Mexican drug mafias, which already have taken over many U.S. cocaine distribution routes once dominated by Colombian cartels, have substantially expanded their reach and control virtually all heroin sales west of the Mississippi River, according to the U.S. anti-drug officials. DEA officials estimate that 42 percent of all the heroin smuggled into the United States is produced in Mexico – 4.5 tons a year, compared with the six tons of Colombian heroin that reach the United States each year.
Seizures of Mexican heroin in the United States quadrupled to 20 percent of all the heroin confiscated by U.S. law enforcement officials between 1995 and 1996, one of the first signs of the Mexican cartels' increasing role, according to anti-drug agencies. Mexican heroin seizures have continued to rise, authorities said.
"International organized crime groups from Mexico are directly supplying American communities with high-purity heroin," DEA Administrator Thomas A. Constantine told a congressional hearing in March. "With the drug's low cost and deadly levels of purity, this is clearly cause for concern."
U.S. authorities discovered the dramatic rise in purity levels of Mexican heroin when 14 teenagers and young adults in one Dallas suburb died in 1996 after using "uncut" Mexican heroin so pure that it exploded in their systems like a bomb.
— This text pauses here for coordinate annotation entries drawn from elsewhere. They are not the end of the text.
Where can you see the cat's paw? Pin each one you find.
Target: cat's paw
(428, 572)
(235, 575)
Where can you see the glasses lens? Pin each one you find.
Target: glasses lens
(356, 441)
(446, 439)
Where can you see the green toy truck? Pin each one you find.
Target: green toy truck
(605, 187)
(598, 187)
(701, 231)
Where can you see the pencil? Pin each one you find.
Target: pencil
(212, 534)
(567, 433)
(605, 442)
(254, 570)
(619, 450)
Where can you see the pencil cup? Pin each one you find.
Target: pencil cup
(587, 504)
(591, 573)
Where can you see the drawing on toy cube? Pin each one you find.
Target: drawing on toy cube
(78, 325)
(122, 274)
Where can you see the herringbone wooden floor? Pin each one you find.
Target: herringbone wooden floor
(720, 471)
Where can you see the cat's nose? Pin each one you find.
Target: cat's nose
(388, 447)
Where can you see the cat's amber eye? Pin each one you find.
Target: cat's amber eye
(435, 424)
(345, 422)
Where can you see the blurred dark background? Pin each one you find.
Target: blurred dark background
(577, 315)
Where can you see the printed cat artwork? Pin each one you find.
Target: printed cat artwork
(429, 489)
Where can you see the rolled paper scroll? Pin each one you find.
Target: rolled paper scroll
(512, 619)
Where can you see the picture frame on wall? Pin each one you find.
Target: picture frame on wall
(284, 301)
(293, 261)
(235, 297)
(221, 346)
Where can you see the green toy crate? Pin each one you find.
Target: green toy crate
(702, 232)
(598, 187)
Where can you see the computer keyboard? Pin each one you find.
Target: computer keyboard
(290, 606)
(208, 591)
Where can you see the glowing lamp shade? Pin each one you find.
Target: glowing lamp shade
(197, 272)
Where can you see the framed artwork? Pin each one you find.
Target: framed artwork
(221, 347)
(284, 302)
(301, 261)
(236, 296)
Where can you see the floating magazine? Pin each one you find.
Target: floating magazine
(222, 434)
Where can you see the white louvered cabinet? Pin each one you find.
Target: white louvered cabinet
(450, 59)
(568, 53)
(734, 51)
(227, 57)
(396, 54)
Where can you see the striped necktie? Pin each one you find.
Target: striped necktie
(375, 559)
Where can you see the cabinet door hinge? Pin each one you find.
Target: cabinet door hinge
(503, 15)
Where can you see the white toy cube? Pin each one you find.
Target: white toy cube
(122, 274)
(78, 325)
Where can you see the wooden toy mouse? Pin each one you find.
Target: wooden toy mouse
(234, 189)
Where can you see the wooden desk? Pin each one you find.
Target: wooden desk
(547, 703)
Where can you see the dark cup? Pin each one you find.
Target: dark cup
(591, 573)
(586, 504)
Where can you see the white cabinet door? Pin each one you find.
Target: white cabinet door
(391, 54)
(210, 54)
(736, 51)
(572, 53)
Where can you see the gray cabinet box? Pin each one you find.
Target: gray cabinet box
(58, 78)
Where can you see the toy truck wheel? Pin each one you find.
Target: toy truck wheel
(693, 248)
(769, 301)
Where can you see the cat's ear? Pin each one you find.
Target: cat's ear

Colombian officials said it is not clear why the Colombians are sharing their expertise with the Mexicans, who in some cases have become rivals in the cocaine trade.
"What we know is that the heroin trade is proliferating as a business, and that groups in Colombia, based in Pereira, are making the contacts with the Mexicans," a senior Colombian intelligence official said. "It is a growing alliance, but we don't yet know what is driving it."
The hardest evidence of the new alliance emerged in October, when Mexican officials arrested two Colombians and a Mexican near Durango, Mexico. The authorities discovered a heroin lab and confiscated 352 pounds of opium gum, used to make heroin, and just over two pounds of morphine.
The city in northern Mexico is in the heart of the area controlled by one of Mexico's oldest drug trafficking organizations, the Herrera family. The Colombians told law enforcement officials they worked for the Urdinola organization, which controls heroin distribution in the New York City area.
The increase in Mexican heroin sales in the United States comes even as Mexican authorities have made slight increases in the amount of opium fields destroyed. U.S. authorities also estimate that the total area under opium poppy cultivation has decreased from 32,000 acres in 1996 to 29,600 acres last year.
The amount of heroin seized in the United States has increased steadily in recent years, a sign that more heroin is reaching the United States, according to DEA officials. Seizures by all federal U.S. law enforcement agents grew from 2,569 pounds in 1995 to 3,381 pounds in 1996. Incomplete figures from 1997 record seizures of 3,003 pounds.